Questions unanswered

THERE must have been at least a time in your teaching career when a student has come to you with a question you were not able to answer and there could have been a few reasons for this.

Perhaps you really didn’t know the answer or perhaps you did, but you wanted the students to figure it out themselves.

The third possibility is that there really was no answer for the question asked.

Whatever it is, a situation like this can be quite unnerving especially if you are a recently qualified teacher in your first posting, or if it is the first time you are teaching a particular subject.

All of a sudden you seem to be surrounded by a group of eager teenagers keen to discover your weakest spots.

If you feel at times that their innocent and keen expressions when they ask you questions — which although relevant to your subject are way beyond the syllabus — may not be totally innocent, your hunch may be right.

My friend Dilla believes there are whole groups of them (students) out there, “nerdy types who spend entire evenings thinking up questions on quantum physics or comparative history just to rattle your nerves, when they should be on Facebook or watching movies or something.”

So what do you do when you don’t have the answers?

“Just tell them it’s not in the syllabus,” said one teacher in a clipped tone that suggested the issue was a no-brainer.

“Tell them to focus on what they need to know for the exam. They can learn about the other things once they finish school.”

“I pretend I am suddenly very busy,” said another teacher.

“I look at my watch or phone then suddenly remember I have this very important meeting and tell my students I will get back to them on the topic later.

“Usually I do some research when I get back and the next time I meet them, I do give them the answers as if I had known them all along,” added the teacher

“Saving face is very important in the profession. You can’t let students go off thinking the teacher’s not so smart and that he doesn’t know the answers.”

But students often have an uncanny knack of knowing when teachers are being real and when they are putting it on.

The way they relate and respond to their teacher, will definitely be influenced by their perception of the teacher.

Said Mr Ong a senior Biology teacher: “I am absolutely honest with my students if they ask me a question about my subject that I can’t answer. I will tell them the truth — that I don’t have the answers but I can find out. And I make it a point to find out. The way I see it, the students learn something new and I learn something new too.
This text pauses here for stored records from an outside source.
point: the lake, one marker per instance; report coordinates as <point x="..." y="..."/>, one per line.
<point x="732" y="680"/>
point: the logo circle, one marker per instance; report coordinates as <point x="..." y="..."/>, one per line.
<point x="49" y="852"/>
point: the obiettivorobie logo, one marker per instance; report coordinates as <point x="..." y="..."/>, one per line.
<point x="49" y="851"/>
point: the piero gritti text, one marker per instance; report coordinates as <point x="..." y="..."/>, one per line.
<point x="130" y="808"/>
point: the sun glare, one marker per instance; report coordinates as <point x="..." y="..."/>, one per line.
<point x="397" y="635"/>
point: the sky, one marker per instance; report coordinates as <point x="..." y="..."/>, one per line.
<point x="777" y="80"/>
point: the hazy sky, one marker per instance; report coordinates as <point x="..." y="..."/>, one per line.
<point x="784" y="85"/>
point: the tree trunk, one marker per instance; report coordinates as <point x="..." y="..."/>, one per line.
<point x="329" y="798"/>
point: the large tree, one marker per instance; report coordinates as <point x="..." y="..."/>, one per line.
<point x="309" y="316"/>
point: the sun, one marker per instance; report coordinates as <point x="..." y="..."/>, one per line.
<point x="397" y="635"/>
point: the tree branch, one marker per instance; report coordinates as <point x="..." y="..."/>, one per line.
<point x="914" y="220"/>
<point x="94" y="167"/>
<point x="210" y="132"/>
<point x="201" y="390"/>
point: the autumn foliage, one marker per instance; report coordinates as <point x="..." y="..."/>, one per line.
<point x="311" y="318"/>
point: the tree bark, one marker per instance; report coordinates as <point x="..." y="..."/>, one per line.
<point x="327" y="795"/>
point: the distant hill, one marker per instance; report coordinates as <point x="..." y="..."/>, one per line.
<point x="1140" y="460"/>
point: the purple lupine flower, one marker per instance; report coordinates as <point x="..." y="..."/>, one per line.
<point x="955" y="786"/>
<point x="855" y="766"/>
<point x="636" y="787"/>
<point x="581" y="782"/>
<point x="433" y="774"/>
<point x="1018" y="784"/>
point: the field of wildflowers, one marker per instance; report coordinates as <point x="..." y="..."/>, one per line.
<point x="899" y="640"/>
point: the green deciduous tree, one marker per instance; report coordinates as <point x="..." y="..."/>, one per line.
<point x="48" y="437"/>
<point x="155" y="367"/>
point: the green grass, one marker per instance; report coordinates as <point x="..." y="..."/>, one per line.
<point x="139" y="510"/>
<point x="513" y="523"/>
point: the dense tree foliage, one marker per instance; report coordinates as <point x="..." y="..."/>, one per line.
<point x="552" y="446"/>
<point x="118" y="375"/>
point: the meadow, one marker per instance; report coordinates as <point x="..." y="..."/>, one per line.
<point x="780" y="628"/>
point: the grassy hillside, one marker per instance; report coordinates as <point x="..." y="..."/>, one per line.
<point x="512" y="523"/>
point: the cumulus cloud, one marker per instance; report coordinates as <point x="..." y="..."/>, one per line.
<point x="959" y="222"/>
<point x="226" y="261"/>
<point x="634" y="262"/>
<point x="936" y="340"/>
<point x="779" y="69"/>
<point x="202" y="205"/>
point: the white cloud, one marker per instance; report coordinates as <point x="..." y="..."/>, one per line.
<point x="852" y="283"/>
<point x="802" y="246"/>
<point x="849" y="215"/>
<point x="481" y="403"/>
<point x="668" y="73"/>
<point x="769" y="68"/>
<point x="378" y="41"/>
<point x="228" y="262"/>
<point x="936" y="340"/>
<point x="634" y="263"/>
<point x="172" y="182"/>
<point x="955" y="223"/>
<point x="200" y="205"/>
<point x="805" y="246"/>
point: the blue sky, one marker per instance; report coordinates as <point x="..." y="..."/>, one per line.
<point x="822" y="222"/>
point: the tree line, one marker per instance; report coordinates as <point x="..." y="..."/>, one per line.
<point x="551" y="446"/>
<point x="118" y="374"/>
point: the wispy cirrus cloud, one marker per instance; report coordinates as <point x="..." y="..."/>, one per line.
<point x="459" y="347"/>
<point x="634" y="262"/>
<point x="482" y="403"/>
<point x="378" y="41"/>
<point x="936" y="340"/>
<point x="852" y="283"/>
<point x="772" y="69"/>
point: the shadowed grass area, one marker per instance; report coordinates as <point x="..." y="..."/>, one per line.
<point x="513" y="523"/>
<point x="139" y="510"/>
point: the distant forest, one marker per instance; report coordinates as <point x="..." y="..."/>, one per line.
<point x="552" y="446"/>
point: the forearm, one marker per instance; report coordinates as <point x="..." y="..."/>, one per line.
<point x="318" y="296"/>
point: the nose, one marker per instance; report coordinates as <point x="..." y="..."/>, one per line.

So it’s a win-win.”


But admitting to students that you don’t have the answers requires a certain amount of courage in the teacher especially when they know that there will be some who will interpret this as a sign of incompetency.

There is also the risk that you may be putting your credibility on the line when you say, “I don’t know” to a question connected with your field of expertise.

However, it also takes a great deal of confidence to be able to admit this — the confidence that comes with knowing that you do know your stuff and yet knowing also that there is still so much out there for you to learn and discover.

But what about questions that are not related to the subjects you teach, questions that are not related to any academic discipline at all for that matter?

What if students come up to you and ask you questions about life, about what they are going through and why?

How do you answer these questions when you don’t know the answers and when the answers themselves may not in fact, exist?

When a student whose father is abusive comes to you and asks you why his father is the way he is and not like other fathers, how do you answer that?

What about those who ask you why despite their brilliant academic and co-curricular achievements, they don’t secure coveted scholarships for tertiary education?

No amount of research can help you come up with answers that satisfy or at the very least alleviate some of the frustration or disappointment that those involved experience.

Perhaps the best you can do in these kinds of situations when you are asked for answers that may not really exist, is to admit that at times, there are indeed no easy answers.

Despite this, many times we have to move on with whatever knowledge we do have, no matter how scant because otherwise we may remain petrified in the same spot forever.

And again this also takes courage.

We, who are part of the task of educating, know how vital it is for learners to ask questions and expect answers.

There are times when these answers are straightforward and acceptable.

There are times when they are not and so the one who asks, may have to keep on asking till he gets the knowledge he seeks.

American writer J.D. Stroube expresses this so well when she writes, “Life is filled with unanswered questions, but it is the courage to seek those answers that continue to give meaning to life.”